Protein Powder May Be Causing You To Gain Weight ( And Not The Type You Want)
If I had a dollar for every time that an acquaintance or friend wanted to talk to me about protein, I would probably be able to quit my day job. (Kidding, but it would be pretty close). With people close to me knowing that I am a very soon-to-be Registered Dietitian, this is one of the most common questions I get. “Do I need more protein? Should I be drinking protein shakes?”
Unfortunately, protein powder has become the new “thing” for young adults, especially those who are athletes or wannabe bodybuilders. Overzealous coaches and personal trainers are handing out protein powder like water, and have convinced everyone from grandmothers walking on the treadmill that they NEED more protein if they’re working out, and that it NEEDS to come from powder.
Here are some facts: In one scoop of protein powder, there is usually somewhere around 20g of protein and 100-150 calories, depending on what type of powder it is. So people who drink two protein shakes in a day are taking in about 40g of protein and up to 300 extra calories. Those totals may even be higher, depending on the variety of protein supplement you are using.
Meanwhile, in one cup of chopped chicken breast there is around 40g of protein and only around 200 calories.

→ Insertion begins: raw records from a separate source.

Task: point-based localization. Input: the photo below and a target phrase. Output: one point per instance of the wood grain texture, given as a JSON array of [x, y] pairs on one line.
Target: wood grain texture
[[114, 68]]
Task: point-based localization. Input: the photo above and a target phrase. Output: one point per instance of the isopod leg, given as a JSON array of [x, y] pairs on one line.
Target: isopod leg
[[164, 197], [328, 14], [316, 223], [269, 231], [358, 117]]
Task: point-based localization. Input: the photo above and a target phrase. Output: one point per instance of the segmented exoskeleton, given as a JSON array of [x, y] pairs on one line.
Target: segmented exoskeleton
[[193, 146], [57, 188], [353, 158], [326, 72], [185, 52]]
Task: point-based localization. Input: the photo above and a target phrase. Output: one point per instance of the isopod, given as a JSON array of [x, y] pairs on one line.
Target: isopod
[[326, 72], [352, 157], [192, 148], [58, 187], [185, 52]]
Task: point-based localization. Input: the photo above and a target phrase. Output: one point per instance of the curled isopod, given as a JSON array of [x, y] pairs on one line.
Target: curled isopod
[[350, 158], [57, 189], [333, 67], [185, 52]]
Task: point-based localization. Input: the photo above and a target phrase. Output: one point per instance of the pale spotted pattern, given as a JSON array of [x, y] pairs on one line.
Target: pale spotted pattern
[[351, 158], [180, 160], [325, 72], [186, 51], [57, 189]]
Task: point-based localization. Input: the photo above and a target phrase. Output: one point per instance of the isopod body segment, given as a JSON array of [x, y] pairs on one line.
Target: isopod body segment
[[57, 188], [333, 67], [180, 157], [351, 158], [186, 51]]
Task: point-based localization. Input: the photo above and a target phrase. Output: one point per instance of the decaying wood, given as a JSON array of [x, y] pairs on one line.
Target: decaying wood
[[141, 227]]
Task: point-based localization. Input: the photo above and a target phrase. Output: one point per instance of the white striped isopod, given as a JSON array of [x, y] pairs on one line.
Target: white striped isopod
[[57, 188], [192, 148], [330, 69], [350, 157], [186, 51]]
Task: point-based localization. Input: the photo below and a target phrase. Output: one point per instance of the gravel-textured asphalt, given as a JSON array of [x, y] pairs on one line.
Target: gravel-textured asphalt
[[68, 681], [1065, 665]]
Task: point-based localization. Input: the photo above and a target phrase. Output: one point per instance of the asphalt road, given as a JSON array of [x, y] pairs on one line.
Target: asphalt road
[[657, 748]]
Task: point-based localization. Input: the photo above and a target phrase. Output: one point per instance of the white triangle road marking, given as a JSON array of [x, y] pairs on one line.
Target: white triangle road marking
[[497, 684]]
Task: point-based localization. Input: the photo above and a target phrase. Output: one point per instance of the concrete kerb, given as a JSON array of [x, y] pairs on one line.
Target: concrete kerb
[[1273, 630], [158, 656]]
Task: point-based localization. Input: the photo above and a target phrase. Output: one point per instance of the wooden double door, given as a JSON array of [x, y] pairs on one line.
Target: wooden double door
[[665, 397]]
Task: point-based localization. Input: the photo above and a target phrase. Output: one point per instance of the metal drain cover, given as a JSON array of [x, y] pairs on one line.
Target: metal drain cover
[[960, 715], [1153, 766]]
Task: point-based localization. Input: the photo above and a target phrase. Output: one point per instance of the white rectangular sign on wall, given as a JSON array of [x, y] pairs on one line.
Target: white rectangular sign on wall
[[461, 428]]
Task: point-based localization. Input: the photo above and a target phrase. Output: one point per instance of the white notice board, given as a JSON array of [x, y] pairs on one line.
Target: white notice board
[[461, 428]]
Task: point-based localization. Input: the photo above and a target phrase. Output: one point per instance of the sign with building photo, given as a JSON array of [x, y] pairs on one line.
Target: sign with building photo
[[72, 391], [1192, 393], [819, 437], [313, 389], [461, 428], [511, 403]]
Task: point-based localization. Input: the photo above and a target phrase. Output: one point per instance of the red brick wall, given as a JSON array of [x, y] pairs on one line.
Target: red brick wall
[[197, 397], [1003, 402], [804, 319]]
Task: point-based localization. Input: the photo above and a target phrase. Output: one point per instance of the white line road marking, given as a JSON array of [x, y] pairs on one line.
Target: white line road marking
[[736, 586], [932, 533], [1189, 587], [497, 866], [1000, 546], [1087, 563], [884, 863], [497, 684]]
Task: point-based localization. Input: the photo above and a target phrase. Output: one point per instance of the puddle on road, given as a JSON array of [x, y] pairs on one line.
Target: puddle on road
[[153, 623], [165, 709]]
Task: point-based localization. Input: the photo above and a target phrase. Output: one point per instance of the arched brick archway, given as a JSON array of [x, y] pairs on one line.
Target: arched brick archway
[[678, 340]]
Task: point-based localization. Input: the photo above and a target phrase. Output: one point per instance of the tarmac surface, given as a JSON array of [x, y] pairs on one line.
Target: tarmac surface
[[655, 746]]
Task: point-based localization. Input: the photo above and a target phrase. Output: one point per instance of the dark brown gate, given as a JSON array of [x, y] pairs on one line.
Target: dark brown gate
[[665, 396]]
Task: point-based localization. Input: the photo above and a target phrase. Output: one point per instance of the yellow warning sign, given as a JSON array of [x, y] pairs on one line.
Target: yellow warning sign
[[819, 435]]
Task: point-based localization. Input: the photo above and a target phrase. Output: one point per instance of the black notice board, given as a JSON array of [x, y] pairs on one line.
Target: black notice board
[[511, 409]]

Having two eggs will give you 12g protein for just around 150 calories, and 2 tbsp of nut butter will bring you in around 10g of protein for just under 200 calories as well. Having a container of greek yogurt in the morning will give you almost 20g of protein for just 100 calories.
Now, you might be looking at some of these numbers and thinking, “But those calories are higher than the protein powder! What’s your point?”
Excellent question! The issue with protein powder and protein shakes is that people view them as a supplement – they are taking in protein shakes as liquid calories rather than as a snack or a meal. Meanwhile, the food sources are considered a part of a meal or a snack – for example, a cup of chopped chicken is about the amount you’d put on a large salad or a big bowl of pasta, and you’re going to recognize that it’s keeping you full until your next meal. For someone who isn’t an elite athlete working out for hours a day, taking in 200-300 extra calories of protein shake a day can be extremely detrimental to goals of weight loss.
All in all, I will leave you with my usual advice – always food sources first!